Prior to the demise of the Soviet Union, Cuba used 73-87.6 million bbl/year of crude and products. Since then, the country has heavily rationed the use of petroleum, made efforts to apply energy conservation, and watched its economy crash due to extreme shortages of refined products.

The Soviets formerly supplied Cuba with crude and refined products under highly favorable terms, essentially a subsidy.

Cuba now obtains its imported crude and products on international markets.

Exploration efforts

Cupet is not currently exploring, but foreign companies working under production-sharing agreements are conducting seismic work and drilling three wildcats onshore, an official with the state company said.

The government has contracts for exploration for seven onshore and 15 offshore blocks.

Cuba's last discovery was Cupei 1X, an offshore well completed at yearend 1995. Cupet said the well flowed on test at a rate of 3,700 b/d of 16° gravity crude.
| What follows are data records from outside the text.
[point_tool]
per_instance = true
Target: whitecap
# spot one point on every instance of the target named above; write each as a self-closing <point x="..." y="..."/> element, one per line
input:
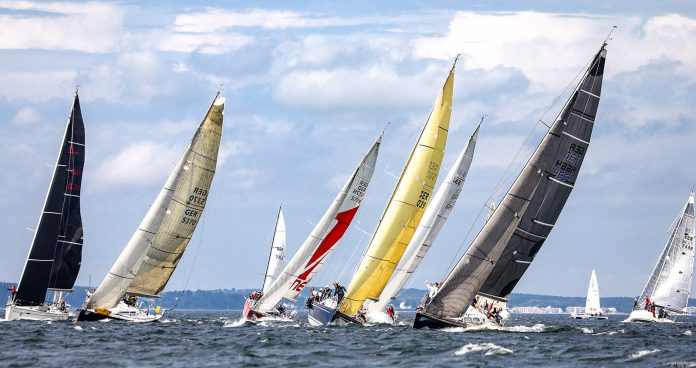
<point x="641" y="353"/>
<point x="489" y="348"/>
The Helms-Burton Act has not yet forced any foreign oil companies to leave Cuba, a U.S. official said. France's Total pulled out in 1995 after working under a risk contract for about 5 years, and a Canadian company, Talisman Energy Corp., sold its Cuban interests in 1994 because its exploration results were disappointing.

Companies from Canada, the U. K., and a few other countries reportedly are exploring in Cuba under production-sharing agreements. But the companies-and the Cuban government-fear future sanctions under the Helms-Burton Act.

Cupet said that it is looking for foreign companies to explore 12 other blocks under production-sharing agreements.

It is also seeking partners to add vacuum distillation and cat cracking units to its Cienfuegos refinery, a project started by the Soviets in 1985 and never completed. However, the current political tensions between Washington and Havana and the threat of sanctions under Helms-Burton make any new agreements unlikely.

Cuba currently produces just a little more than 30,000 b/d of crude with gravities of 10-27° in four fields: Boca de Jaruco (discovered in 1968), Varadero (1969), Perifericos (1972), and Pina (1989). It also has other small, undeveloped oil fields.